この劇場を取り囲む本棚は高さが8メートルあるらしく、そこにデジタル映像を投映する演出はスペクタクルとして面白かった。そこに通じる展示室「ブックストリート」には、「日本の正体」「男と女のあいだ」などのテーマごとに、段違いの棚に本が並べられていて、見ていて飽きることがなかった。図書館としては、蔵書の数は知れたものだが、本との出会いが楽しめる。このフロアを見るだけでも2時間は欲しいと思った。
しかし、この建物の中で、ある意味で興味深かったのは、マンガ・ラノベ図書館に掲示されていた角川歴彦(角川文化振興財団名誉会長)の「ライトノベル宣言」である。その宣言は「永い人類の歴史の中で西洋が育んだハイカルチャーとしての芸術全般に、近年日本のコンテンツはサブカルチャーといわれながらも新風を吹き込んできた」とうたっている。ささいなことかもしれないが、コンテンツという言葉を使っているところに、出版社らしさというか、角川らしさを感じてしまったのだ。
この場合、コンテンツというのはライトノベルやマンガをはじめとするサブカル系の作品全般のことである。コンテンツと呼んでも作品と呼んでも、指し示すものは同じだ。ただしニュアンスは違う。コンテンツという言葉には、container(入れもの)に充てるために、複製可能な形態で作ったものというニュアンスがつきまとう。おそらくそこには、containerにはまらない作品は入ってこないのではないか。

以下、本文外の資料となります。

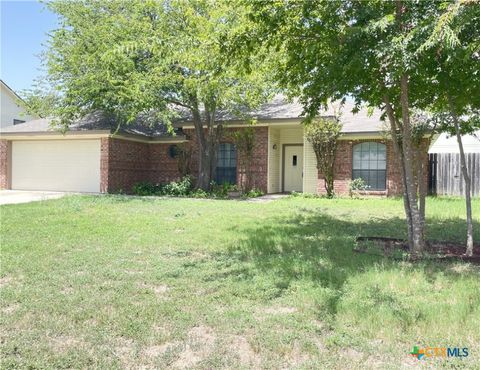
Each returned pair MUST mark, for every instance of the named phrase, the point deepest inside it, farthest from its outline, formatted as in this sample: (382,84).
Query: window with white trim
(370,164)
(226,171)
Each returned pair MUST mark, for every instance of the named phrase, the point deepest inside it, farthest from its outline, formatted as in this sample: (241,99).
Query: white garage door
(57,165)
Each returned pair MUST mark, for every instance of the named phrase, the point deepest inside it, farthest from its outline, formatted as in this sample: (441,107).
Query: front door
(293,168)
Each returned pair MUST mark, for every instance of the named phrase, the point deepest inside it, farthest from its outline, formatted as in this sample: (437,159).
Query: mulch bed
(438,250)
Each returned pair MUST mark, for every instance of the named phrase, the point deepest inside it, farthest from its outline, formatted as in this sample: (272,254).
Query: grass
(120,282)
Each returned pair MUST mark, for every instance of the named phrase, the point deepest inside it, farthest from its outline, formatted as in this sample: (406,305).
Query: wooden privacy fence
(445,173)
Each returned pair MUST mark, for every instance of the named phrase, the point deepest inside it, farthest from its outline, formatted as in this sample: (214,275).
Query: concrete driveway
(24,196)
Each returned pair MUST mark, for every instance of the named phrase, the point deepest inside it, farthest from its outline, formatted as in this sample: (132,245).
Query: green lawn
(107,281)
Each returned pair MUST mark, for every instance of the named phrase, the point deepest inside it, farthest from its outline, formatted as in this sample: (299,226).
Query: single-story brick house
(93,156)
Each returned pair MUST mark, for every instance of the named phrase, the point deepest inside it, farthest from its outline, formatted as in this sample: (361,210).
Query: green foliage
(132,57)
(180,188)
(253,193)
(355,186)
(323,135)
(185,188)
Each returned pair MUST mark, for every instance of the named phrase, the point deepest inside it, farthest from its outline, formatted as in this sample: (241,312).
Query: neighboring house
(11,112)
(445,172)
(94,157)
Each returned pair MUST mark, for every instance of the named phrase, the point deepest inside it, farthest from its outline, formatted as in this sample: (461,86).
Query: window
(370,164)
(226,164)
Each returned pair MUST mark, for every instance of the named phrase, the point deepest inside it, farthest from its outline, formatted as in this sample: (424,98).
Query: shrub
(255,192)
(180,188)
(356,185)
(220,190)
(146,188)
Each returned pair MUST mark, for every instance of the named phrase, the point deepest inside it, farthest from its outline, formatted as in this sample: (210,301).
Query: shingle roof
(93,122)
(280,108)
(277,109)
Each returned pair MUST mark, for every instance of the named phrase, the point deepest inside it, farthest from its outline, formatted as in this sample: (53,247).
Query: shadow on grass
(319,247)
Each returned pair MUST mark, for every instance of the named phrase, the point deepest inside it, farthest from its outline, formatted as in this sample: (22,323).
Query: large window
(226,164)
(370,164)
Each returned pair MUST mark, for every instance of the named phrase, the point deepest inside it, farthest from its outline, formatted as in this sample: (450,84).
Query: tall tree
(364,49)
(126,58)
(451,57)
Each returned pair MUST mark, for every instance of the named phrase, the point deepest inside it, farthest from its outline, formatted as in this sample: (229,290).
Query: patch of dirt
(296,357)
(10,308)
(437,250)
(133,272)
(159,290)
(200,343)
(64,343)
(124,350)
(67,290)
(158,350)
(5,280)
(248,357)
(280,310)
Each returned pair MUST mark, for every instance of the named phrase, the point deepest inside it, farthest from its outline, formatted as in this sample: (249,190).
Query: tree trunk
(207,140)
(418,245)
(398,151)
(466,177)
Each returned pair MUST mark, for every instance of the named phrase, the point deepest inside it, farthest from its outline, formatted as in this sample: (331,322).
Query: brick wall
(260,156)
(162,167)
(343,169)
(124,163)
(5,158)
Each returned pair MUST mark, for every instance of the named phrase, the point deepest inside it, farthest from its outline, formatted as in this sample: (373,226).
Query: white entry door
(293,168)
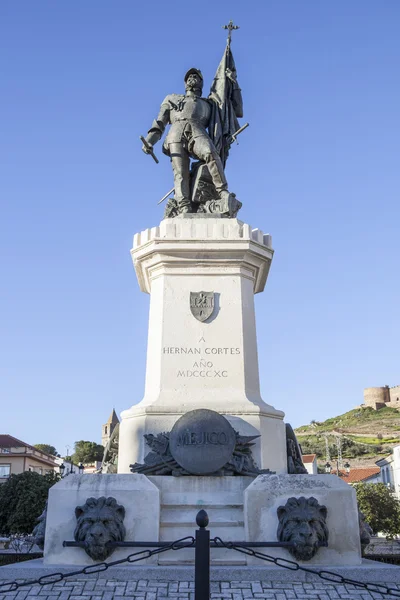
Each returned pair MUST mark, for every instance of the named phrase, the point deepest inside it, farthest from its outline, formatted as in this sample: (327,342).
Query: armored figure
(202,129)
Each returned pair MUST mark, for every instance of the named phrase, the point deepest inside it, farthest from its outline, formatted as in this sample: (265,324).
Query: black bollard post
(202,558)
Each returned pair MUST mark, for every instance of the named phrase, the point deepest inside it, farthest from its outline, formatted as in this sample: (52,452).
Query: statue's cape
(223,123)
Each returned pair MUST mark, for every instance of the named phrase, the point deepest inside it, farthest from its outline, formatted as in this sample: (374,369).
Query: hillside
(366,435)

この宣言を目にしたときに、桐野夏生の小説『日没』の中の主人公のセリフを思い出した。「コンテンツじゃない。作品だ。私が血と汗と涙で書いた作品だ。それをコンテンツだなんて呼ぶな。あんたらは、所詮コンテンツだから、あれは駄目だ、これは駄目だって言えると思ってるんだろう。そんなの間違っているよ」
コンテンツと作品はどう違うのか、桐野本人が説明しているわけではないが、『日没』という作品には作家の考えがにじみ出ている。つまり、多くの人に提供するために管理しやすくしたのがコンテンツであり、作品とコンテンツの間には微妙な一線があるという考えだ。私がこんなことを考えるのも『日没』という本を読んだからにほかならない。やはり本(作品)を甘く見てはいけないのだ。